Itulah fakta yg menggambarkan salah satu efek negatif facebook. Seorang sahabat lain yg jago bahasa Arab dan Ushul Fiqh mencoba menghukumi facebook dg mengkoparasikannya dg beberap kitab fiqh, terutama fiqh pergaulan. Hasilnya didapatkan bahwa facebook lebih banyak mengandung mudharat daripada manfaat. Bagi sahabat saya tersebut facebook tak ubahnya rokok. Ya facebook mengandung banyak racun dibandingkan obat.

Memang facebook beberapa kali berguna bagi saya.
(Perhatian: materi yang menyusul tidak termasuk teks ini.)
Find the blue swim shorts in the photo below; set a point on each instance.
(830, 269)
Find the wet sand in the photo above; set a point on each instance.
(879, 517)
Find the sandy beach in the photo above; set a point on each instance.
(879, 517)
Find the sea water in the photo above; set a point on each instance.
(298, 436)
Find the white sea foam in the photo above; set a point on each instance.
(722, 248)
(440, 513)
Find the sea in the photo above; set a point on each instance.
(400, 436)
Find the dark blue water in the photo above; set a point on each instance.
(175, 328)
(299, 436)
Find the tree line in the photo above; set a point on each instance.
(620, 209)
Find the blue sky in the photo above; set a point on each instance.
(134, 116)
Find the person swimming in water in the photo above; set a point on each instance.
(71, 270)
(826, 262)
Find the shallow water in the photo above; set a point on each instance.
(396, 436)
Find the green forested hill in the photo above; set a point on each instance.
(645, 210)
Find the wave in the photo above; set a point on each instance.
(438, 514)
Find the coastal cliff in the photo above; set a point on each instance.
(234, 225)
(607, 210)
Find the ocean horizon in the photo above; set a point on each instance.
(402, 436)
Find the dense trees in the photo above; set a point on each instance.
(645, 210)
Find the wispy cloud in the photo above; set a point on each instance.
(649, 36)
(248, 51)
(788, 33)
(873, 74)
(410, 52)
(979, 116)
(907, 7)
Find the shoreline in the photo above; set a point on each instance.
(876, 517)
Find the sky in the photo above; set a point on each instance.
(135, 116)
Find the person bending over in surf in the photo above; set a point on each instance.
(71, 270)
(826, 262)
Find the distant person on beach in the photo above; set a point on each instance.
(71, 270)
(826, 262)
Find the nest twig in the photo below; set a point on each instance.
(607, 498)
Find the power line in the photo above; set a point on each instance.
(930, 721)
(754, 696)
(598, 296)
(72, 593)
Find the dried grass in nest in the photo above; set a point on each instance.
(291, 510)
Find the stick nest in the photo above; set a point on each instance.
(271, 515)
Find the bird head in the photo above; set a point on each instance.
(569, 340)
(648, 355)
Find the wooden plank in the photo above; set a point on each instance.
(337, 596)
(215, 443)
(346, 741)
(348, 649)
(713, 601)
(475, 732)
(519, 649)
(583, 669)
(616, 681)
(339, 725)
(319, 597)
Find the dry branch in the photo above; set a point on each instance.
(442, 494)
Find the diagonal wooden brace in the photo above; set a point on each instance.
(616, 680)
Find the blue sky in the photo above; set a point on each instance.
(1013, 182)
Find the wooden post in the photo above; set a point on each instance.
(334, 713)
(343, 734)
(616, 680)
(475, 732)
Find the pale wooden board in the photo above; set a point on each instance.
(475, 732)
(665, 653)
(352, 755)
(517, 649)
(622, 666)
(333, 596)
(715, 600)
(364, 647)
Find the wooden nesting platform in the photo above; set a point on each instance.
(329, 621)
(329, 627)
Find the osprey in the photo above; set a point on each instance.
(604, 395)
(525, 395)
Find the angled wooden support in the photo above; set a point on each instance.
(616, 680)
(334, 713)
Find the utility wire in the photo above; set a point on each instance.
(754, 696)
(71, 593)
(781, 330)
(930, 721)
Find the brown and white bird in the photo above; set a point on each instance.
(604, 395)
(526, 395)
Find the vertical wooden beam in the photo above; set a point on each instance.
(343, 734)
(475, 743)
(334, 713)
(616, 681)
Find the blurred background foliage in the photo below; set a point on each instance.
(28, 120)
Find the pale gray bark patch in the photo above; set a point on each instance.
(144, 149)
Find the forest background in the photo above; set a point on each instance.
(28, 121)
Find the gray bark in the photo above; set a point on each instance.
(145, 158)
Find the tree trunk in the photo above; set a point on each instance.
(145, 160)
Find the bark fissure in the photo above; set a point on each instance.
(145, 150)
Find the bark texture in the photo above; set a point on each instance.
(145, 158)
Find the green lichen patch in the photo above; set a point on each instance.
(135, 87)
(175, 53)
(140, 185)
Terutama ketika saya beberapa kali bersua dg teman lama yg sudah lama menghilang dan sangat saya rindukan. Tapi hanya sampai urusan tersebut, tidak lebih. Makanya banyak teman saya yg kecewa ketika melihat facebook saya yg terlantar.

Selebihnya saya lebih menyaksikan facebook hanyalah ajang say hello, cuap-cuap, gosip, ajang pamer foto dan status, atau ngobrol ngalor ngidul. Maka ketika fakta seperti kisah di atas semakin sering saya temui, maka saya semakin percaya ama fatwa sahabat saya yg jago bahasa Arab tadi. Saya sering menemukan ternyata facebook juga jadi ajang jual diri (mirip FS dulu), selingkuh, pacaran, TTM, HTS, zina online, hingga jadi ajang fitnah serta berbagai macam kemudharatan yg lain.

Anehnya justru banyak yg menyarankan agar kita berdakwah melalui facebook. Bagi saya ya maaf saja. Dibandingkan friendster yg memiliki fasilitas blog yg bisa menampung segala keluh kesah, nasehat, bantahan, hingga pembelaan terhadap dien ini yg itu justru tidak dimiliki oleh facebook. Facebook hanya menyediakan sebuah konten singkat yg sangat terbatas hurufnya. Bagi saya itu hanya sebuah teriakan omong kosong yg tidak mampu menampung khotbah kebenaran, mau’idzah khasanah, jidal/debat dg orang liberal, orasi, bahkan tidak mampu menampung battle microphone seperti yg biasa dilakukan Thufail Al Ghifari. Lagipula saya juga belum melihat bahwa Ulil Abshar Abdalla, Abdul Moqshit Gazali, Lutfi Assaukani, dan para sekondannya di JIL “berdakwah” lewat facebook. Mereka paham strategi, makanya mending bikin tulisan atau artikel di blog atau website daripada cuap-cuap ala ibu-ibu PKK di facebook. Anak-anak punk yg tersusupi ide-ide marxis aja paham, lebih baik bikin zine atau magz atau stensilan untuk “mendakwahkan” ide tersebut, ketimbang habisin duit buat facebook yg sangat kental nuansa kapitalisme yg merupakan ide kontra kultura bagi mereka. Facebook lebih banyak digunakan oleh artis kaliber Jupe, DePe, n sebagainya atau oleh orang umum untuk sekedar menulis “aku lapar tadi gak sarapan”, “jadian nih ye”, “semalam belah duren, uenak”, “nguantuk pool”. Maka suatu hal yg lucu bila ada aktivis Islam yg mendewakan facebook, seakan-akan dakwah di dunia maya hanya bisa lewat facebook. Buka mata antum!! Atau jangan-jangan kita melakukan pembelaan terhadap facebook karena di tempat inilah kita bebas cuap-cuap dg akhwat/ikhwan, menyuburkan hubungan tanpa status, sok cari jodoh padahal cuma iseng doang, dan melakukan hal-hal mudharat lainnya. Kemana kitab yg selama ini kita kaji, kemana ilmu yg selama ini kita bawa, kemana dien yg selama ini kita bela, kemana????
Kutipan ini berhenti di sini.